Ordem de Advogados denuncia atrocidades da Vale Moçambique em Tete

A Ordem dos Advogados de Moçambique, OAM, denuncia uma série de irregularidades e violações dos direitos humanos alegadamente praticados pela mineradora Vale Moçambique, no distrito de Moatize, província de Tete.

De acordo com um comunicado da OAM, a gravidade das situações criadas pela empresa no processo de reassentamento é tal que a Vale é sempre mencionada pela sociedade como exemplo do que não deve ser feito nos processos de reassentamento.

A ordem considera que há obrigação de reparação dos danos sofridos pelas comunidades por parte da Vale Moçambique, em consequência do incumprimento das suas obrigações legais e contratuais.

Recentemente a Vale comunicou a celebração de um acordo vinculativo com a Vulcan Minerals para vender a mina de carvão de Moatize e o Corredor Logístico de Nacala no valor total de 270 milhões de dólares americanos.

No dia 26 de Junho de 2007 a mineradora Vale Moçambique celebrou um contrato mineiro com o Governo de Moçambique para a exploração do carvão mineral, nos termos do qual foi atribuída uma concessão mineira, numa vasta área no Distrito de Moatize, na Província de Tete, que abrange as terras que eram ocupadas por mais de mil famílias afectadas por este empreendimento.
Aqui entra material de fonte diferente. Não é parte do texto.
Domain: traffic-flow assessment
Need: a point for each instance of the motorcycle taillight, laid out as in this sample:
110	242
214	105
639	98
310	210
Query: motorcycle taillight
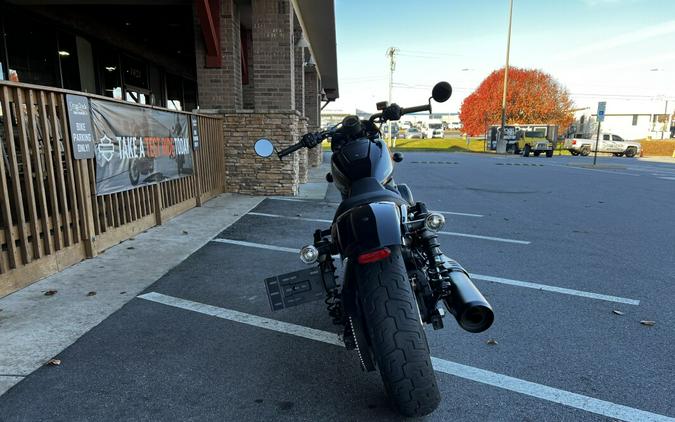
374	256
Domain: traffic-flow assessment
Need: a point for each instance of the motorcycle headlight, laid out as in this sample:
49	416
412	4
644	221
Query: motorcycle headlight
309	254
434	221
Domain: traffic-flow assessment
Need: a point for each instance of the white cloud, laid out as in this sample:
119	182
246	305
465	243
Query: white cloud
620	40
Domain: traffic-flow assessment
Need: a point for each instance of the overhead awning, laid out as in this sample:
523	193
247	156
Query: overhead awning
317	18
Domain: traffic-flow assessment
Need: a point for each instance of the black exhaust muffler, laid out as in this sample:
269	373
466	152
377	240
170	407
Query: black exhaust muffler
467	304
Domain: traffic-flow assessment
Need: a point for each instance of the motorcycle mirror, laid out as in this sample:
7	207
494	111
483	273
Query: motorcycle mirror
263	147
441	92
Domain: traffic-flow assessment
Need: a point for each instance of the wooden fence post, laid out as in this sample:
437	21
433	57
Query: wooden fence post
87	198
157	201
197	176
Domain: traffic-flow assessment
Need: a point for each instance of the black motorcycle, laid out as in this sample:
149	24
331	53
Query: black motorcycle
396	278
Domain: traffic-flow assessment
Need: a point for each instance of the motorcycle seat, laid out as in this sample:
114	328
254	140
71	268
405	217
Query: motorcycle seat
366	191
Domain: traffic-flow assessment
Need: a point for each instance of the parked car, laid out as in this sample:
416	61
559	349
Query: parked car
414	133
584	144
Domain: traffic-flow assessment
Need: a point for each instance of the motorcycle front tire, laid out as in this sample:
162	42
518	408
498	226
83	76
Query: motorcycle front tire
397	336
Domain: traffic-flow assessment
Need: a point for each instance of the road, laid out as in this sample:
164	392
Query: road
571	258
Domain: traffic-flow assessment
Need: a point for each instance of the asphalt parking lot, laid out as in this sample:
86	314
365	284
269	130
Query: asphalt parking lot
571	258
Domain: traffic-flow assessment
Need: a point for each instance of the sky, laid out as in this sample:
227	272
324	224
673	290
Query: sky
619	51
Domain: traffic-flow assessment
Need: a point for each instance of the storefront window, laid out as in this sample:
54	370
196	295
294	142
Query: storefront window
110	79
190	94
68	61
32	52
174	92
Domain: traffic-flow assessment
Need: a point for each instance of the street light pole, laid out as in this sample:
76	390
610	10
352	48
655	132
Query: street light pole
391	52
501	142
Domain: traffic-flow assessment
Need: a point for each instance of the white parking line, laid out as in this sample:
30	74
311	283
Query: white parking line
517	283
464	214
319	220
281	198
494	239
288	217
576	167
532	389
555	289
256	245
314	201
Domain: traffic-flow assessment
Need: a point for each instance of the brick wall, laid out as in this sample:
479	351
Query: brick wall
247	173
303	154
273	48
312	111
220	88
299	68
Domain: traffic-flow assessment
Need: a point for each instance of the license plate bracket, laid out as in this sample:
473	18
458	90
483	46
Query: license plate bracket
296	288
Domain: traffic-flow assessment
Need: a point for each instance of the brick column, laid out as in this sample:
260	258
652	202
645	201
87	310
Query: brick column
313	111
249	174
303	154
299	69
273	58
220	88
299	65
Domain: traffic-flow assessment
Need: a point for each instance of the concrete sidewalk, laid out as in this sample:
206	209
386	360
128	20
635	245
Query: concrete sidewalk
667	160
34	327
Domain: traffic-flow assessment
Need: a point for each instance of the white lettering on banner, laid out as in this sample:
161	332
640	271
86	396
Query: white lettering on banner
182	147
141	148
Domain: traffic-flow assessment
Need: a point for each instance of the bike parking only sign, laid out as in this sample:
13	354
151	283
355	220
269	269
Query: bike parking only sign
81	133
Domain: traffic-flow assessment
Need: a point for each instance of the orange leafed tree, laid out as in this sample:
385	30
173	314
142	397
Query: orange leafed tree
532	97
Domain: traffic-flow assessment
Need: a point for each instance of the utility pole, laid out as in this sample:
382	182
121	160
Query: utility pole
391	52
501	142
665	122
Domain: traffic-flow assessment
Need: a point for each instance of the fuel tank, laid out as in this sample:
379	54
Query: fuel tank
358	159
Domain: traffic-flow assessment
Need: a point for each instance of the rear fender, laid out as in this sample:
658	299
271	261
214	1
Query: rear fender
368	227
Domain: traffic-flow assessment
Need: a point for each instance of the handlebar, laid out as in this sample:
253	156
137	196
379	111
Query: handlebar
401	111
290	149
426	107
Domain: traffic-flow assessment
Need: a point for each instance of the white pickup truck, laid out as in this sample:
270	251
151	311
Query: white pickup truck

A OAM diz que na sequência das suas actividades de monitoria dos direitos sobre a terra e direitos humanos das comunidades afectadas pelos grandes investimentos, já interpôs significativos processos judiciais contra a Vale Moçambique tanto para disponibilizar a informação de interesse público com impacto sobre as condições de vida das comunidades, como para materializar o reassentamento justo das comunidades afectadas pelas suas actividades, incluindo o pagamento de uma indeminização justas às famílias afectadas.
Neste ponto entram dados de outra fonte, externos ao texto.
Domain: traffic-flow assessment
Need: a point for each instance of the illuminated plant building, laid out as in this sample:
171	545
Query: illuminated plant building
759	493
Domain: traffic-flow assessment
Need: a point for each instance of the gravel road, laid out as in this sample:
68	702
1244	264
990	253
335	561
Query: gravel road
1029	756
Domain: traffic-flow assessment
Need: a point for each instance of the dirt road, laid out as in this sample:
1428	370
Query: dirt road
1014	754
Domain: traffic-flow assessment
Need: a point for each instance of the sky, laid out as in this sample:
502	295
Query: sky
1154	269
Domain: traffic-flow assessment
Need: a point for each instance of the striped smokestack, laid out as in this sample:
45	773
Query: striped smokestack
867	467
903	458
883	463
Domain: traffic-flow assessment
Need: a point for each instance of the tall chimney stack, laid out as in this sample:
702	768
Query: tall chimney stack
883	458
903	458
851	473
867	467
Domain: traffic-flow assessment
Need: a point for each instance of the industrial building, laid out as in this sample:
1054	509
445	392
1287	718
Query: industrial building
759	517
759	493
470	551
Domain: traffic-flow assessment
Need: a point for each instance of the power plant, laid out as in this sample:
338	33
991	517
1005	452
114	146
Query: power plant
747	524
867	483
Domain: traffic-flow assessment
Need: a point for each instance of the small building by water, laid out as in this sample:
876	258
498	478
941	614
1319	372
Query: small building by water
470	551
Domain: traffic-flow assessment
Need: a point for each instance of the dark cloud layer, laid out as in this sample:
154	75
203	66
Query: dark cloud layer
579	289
Além disso, a OAM diz também que interpôs um processo junto ao Tribunal Administrativo para que intimasse o então Ministério da Terra, Ambiente e Desenvolvimento Rural (MITADER) a aplicar, à Vale Moçambique, uma multa no valor correspondente a 10% do valor do empreendimento, pelo incumprimento do Plano de Reassentamento aprovado, em respeito ao previsto na alínea c) do n.º 2 do artigo 25 do Decreto n.º 31/2012, de 8 de Agosto, que aprova o Regulamento sobre o Processo de Reassentamento Resultante de Actividades Económicas.
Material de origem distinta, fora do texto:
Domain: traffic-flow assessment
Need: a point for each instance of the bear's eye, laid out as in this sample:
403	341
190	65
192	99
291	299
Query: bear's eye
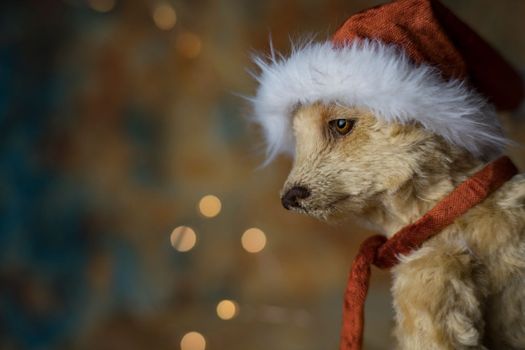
341	126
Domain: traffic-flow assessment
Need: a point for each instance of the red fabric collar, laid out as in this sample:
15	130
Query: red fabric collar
383	252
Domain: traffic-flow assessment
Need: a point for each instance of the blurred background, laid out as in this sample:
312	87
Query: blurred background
132	212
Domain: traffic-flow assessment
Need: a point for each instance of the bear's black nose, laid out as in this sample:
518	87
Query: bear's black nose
291	197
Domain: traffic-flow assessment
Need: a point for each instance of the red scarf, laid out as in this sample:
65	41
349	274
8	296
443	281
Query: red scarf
383	252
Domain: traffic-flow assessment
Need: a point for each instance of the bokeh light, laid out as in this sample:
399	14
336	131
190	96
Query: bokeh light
164	16
193	341
189	45
183	238
253	240
102	5
210	206
227	309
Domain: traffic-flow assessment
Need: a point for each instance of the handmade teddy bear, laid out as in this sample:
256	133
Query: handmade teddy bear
393	121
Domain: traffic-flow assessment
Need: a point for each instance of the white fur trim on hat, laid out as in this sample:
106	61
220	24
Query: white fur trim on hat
376	76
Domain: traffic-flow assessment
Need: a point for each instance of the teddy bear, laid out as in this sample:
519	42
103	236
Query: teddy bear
393	122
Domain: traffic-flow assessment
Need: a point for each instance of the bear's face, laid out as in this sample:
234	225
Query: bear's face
346	159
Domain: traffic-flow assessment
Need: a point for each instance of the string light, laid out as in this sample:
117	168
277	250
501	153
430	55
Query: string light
164	16
253	240
227	309
102	5
193	341
210	206
189	45
183	238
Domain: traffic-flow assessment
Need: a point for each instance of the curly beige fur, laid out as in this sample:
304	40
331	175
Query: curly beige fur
465	288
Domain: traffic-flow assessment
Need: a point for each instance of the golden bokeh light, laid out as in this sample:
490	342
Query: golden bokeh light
183	238
189	45
193	341
210	206
253	240
227	309
164	16
102	5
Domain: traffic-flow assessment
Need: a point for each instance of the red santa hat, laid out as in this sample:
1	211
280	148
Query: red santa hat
406	61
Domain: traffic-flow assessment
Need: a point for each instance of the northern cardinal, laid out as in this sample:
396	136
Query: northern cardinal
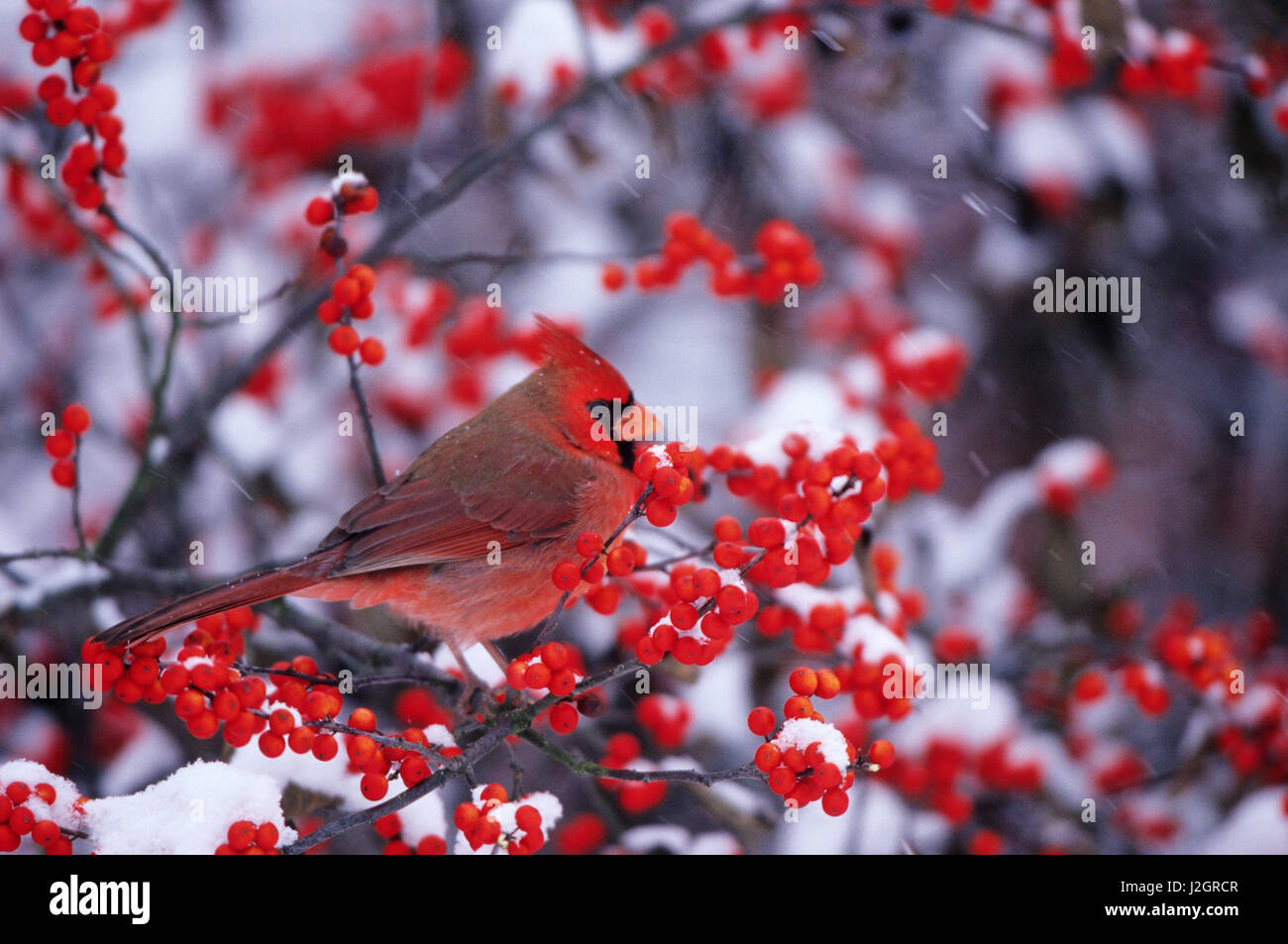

“Só para exemplificar, através do Acórdão N.º 09/TAPT/19, de 12 de Abril, o Tribunal Administrativo da Província de Tete condenou a Vale Moçambique a reconstruir todas as casas com problemas, que haviam sido construídas no âmbito do processo de reassentamento, obedecendo aos padrões” indica o comunicado

Ainda sobre os desmandos da Vale, os advogados dizem ainda que foi aprovado um Plano de Acção de Reassentamento da População afectada por este empreendimento mineiro através do qual, entre 2009 e 2011 foram reassentadas cerca de 1.365 famílias, das quais 760 pertencentes a comunidade de Cateme e as outras reassentadas na Unidade 6 do Bairro 25 de Setembro. A transferência das famílias integrantes da comunidade de Cateme findou, de forma injusta e abusiva dos seus direitos humanos, em Agosto de 2010. Desde então, durante cerca de 11 anos essas famílias vivem em condições precárias em resultado das más condições do reassentamento de que tem sido vítimas.